Consider these factors as you guide your clients through the discussion:
- Drug coverage limitations: Many of the specialty carve-out programs on the market have a limited formulary that addresses 300 or fewer medications, compared to as many as 1,300 specialty medications covered by PBMs. What amount of coverage exists will determine whether a partial or full carve out can be attained without member abrasion or operational inefficiencies.
- Access to needs-based funding: Needs-based funds come from financial assistance provided by a drug manufacturer, a disease-specific foundation, and other sources to help uninsured/underinsured consumers pay for specialty medications. These programs vary in eligibility requirements and amounts. Access can be limited for highly compensated employees, individuals with access to an employer sponsored benefit, or those who have previously received funding. As more employers pursue needs-based funding for their members, competition for these dollars will increase. Additionally, the mechanism through which these dollars are attained should be vetted – are members purposefully placed into an uninsured or underinsured situation to access these funds? This would be analogous to a plan stating you are covered, unless you are not and then we’ll cover you in certain circumstances under a custom benefit.

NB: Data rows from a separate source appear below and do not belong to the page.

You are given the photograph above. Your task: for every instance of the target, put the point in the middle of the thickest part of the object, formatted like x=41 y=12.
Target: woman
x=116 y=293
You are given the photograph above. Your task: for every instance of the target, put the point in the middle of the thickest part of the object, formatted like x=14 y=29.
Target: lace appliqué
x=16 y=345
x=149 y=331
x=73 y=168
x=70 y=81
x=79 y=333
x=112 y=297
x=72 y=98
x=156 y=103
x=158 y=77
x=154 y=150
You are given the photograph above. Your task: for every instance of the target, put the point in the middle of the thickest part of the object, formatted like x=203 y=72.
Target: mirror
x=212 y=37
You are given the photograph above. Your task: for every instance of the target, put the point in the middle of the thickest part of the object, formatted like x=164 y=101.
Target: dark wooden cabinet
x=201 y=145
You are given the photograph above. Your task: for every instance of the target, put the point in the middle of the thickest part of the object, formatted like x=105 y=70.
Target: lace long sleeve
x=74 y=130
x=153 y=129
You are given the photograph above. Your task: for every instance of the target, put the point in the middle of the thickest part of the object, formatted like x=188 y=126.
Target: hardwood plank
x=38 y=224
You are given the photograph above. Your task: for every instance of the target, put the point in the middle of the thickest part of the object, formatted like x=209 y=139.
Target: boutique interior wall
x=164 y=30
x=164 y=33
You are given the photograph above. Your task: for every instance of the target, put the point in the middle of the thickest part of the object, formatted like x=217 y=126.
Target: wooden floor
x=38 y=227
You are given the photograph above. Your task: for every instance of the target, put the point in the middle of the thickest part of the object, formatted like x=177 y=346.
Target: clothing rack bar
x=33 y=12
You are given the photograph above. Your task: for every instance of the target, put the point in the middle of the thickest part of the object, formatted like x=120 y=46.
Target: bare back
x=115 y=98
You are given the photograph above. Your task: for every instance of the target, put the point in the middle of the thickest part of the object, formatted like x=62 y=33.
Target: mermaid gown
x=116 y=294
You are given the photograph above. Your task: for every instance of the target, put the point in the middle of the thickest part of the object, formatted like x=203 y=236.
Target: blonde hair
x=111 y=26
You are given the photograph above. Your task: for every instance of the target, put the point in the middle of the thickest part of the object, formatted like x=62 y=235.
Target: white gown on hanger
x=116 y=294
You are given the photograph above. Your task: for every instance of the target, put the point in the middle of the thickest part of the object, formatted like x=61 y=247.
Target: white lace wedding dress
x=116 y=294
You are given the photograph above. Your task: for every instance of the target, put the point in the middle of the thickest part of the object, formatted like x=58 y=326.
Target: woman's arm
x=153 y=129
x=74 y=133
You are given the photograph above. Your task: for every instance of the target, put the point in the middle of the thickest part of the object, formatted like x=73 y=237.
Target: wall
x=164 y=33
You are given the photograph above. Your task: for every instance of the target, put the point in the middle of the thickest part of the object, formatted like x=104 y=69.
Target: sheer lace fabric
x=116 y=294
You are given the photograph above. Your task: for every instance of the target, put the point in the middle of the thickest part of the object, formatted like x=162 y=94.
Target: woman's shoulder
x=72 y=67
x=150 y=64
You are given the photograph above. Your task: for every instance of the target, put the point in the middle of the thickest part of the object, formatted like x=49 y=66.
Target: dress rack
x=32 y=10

- Custom benefit administration: Members who cannot obtain alternative funding (in part or in total) will need the employer to grant exceptions to allow for coverage through the traditional prescription benefit anytime the member changes medications or dosage. This is more typical of the partial carve out scenario. These overrides require manual coordination between the carve-out vendor, the employer, and PBM to administer. Lists for exclusion also will need to be maintained throughout the year as new specialty drugs enter the market. Typical PBM benefit change requests can take up to 60 days, leaving a drug potentially eligible for dispensing during that time. Additionally, a custom benefit administration challenges the concept of a consistent application of benefits and should be evaluated by the employer’s legal team.
- Impact on rates, rebates, and savings: Any promise of cost-savings must be tempered against all fees and loss of contract value. Changes to the pharmacy benefit arrangement with the PBM will the impact the plan’s pharmacy network rates and drug rebates, prior authorization approval rates and savings, costs associated with non-targeted medications, and short-term versus maintenance therapies. Is the gap closed or exceeded with a partial or full carve out relationship?
When considering the value of excluding specialty and/or specialty carve-out for your clients, make sure you understand the details of the true problem they wish to solve. Why are they considering either of these options? What results are they trying to achieve? The details matter, so it’s important to do the math and analyze the impact of specialty carve-out benefits against the impact on the member experience, especially in industries facing worker shortages.
An effective specialty drug management approach requires a system of high-touch utilization management that most PBMs are not equipped to do. This management is critical to preventing waste in this category, by closely managing upfront drug, dose, and site selection, as well as monitoring adherence and response. A trusted, independent pharmacy benefits partner can help evaluate these options for your clients, if needed.